Tips for Your Vendor Security: Complying With Regulations
Organizations have much more than just data to lose in a third-party breach. Besides losing consumer confidence and loyalty, companies can face costly penalties for violating data privacy regulations.
During National Cybersecurity Awareness Month (NCSAM), it’s appropriate for organizations to also be aware of the risks of non-compliance. Not complying with HIPAA can cost as much as $1.5 million per year for each violation category. The fines for not complying with the EU’s General Data Privacy Regulation (GDPR) could be up to €20 million or 4% of annual revenue—whichever is greater. And the California Consumer Privacy Act (CCPA)—which will go into effect on January 1, 2020—will fine $7,500 per violation.
To get a sense of what it might cost a company that does not comply with regulations, one need look no further than this year’s $57 million GDPR penalty issued to Google. This is undoubtedly one of many exorbitant fines that non-compliant businesses will face.
It’s important to understand that if an organization is breached through a non-compliant third party, the organization will be held responsible and could face stiff penalties. For this reason, it’s important to be sure that vendors comply with regulations.

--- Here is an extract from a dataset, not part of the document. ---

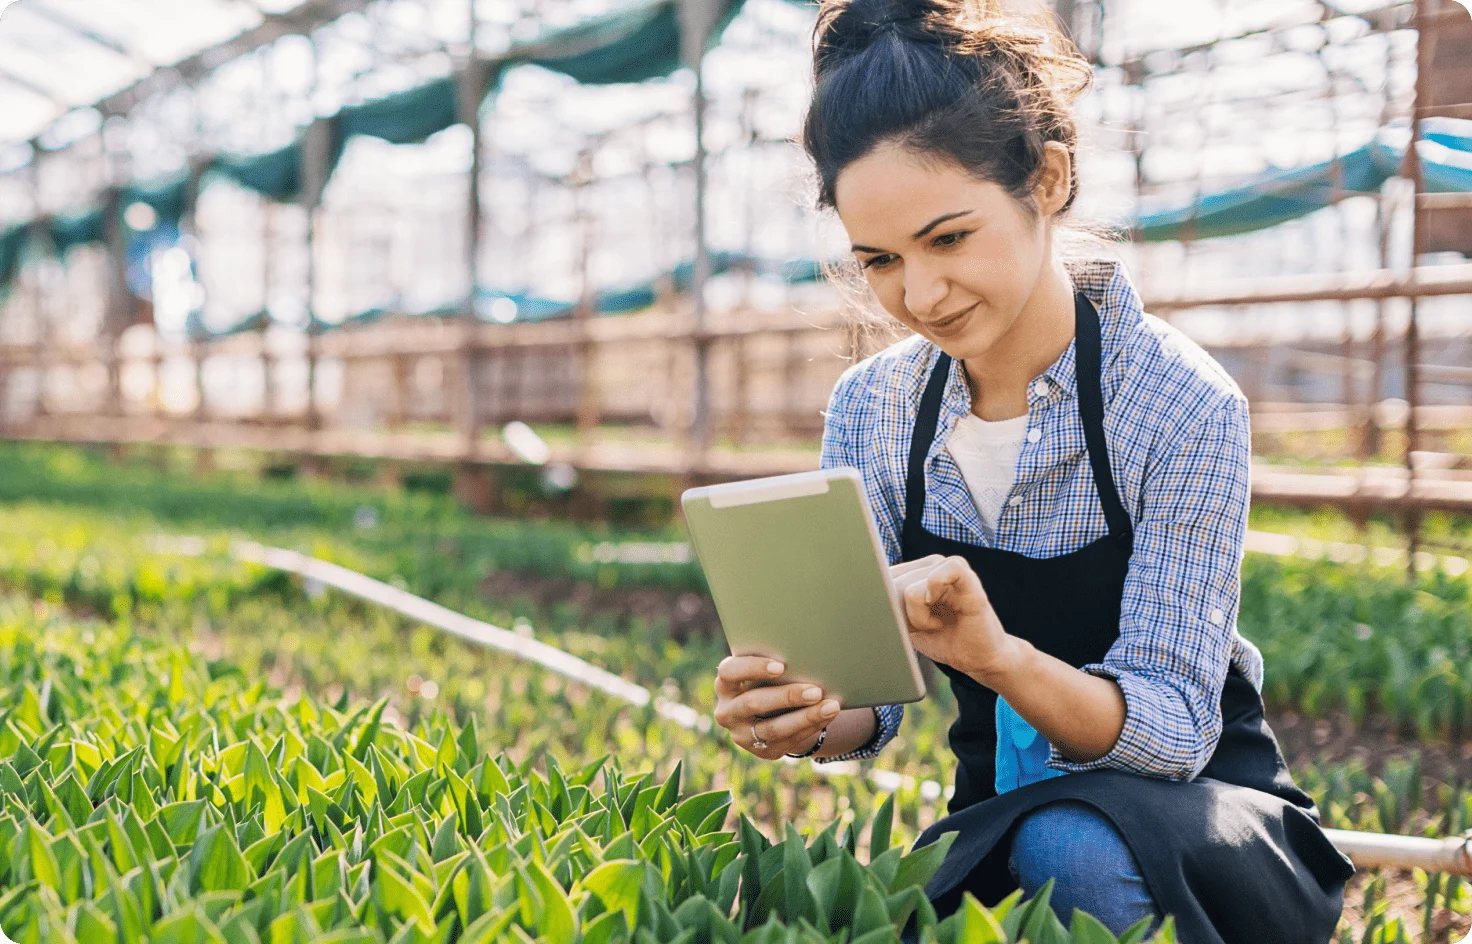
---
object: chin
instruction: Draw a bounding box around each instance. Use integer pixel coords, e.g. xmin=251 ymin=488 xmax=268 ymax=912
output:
xmin=929 ymin=329 xmax=995 ymax=361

Here are some key points to consider:
GDPR and CCPA Right to Deletion
If your vendor is subject to GDPR, CCPA or any number of other privacy regulations, it must accept consumer requests to delete their data. This means that the vendor must have a way to know where every bit of each consumer's data is located within its systems.
The vendor may have to work through a "data mapping" and "data flow" exercise just to understand where all these bits of data are before developing the new software functionality that will delete the data in question. In addition, if the vendor has implemented a professional backup regime, even the customer data in backups may have to be deleted.
GDPR and NYDFS Breach Notification
Will the vendor know if it is breached by a hacker? Companies are required to notify a supervisory government authority within 72 hours of determining that there has been a data breach. The vendor will have to implement intrusion detection systems to know when a breach has occurred.
NYDFS "Minimum Cybersecurity Standards"
This may be one of the toughest requirements. The vendor will need to implement an information security management system, with controls such as those comprising standards like NIST or ISO 27002.
Keep in mind that compliance does not guarantee security. The threat landscape is constantly changing, and often at a significantly quicker rate than the regulatory landscape. However, organizations can significantly reduce risk by effectively screening and continuously monitoring their vendors for security threats and compliance.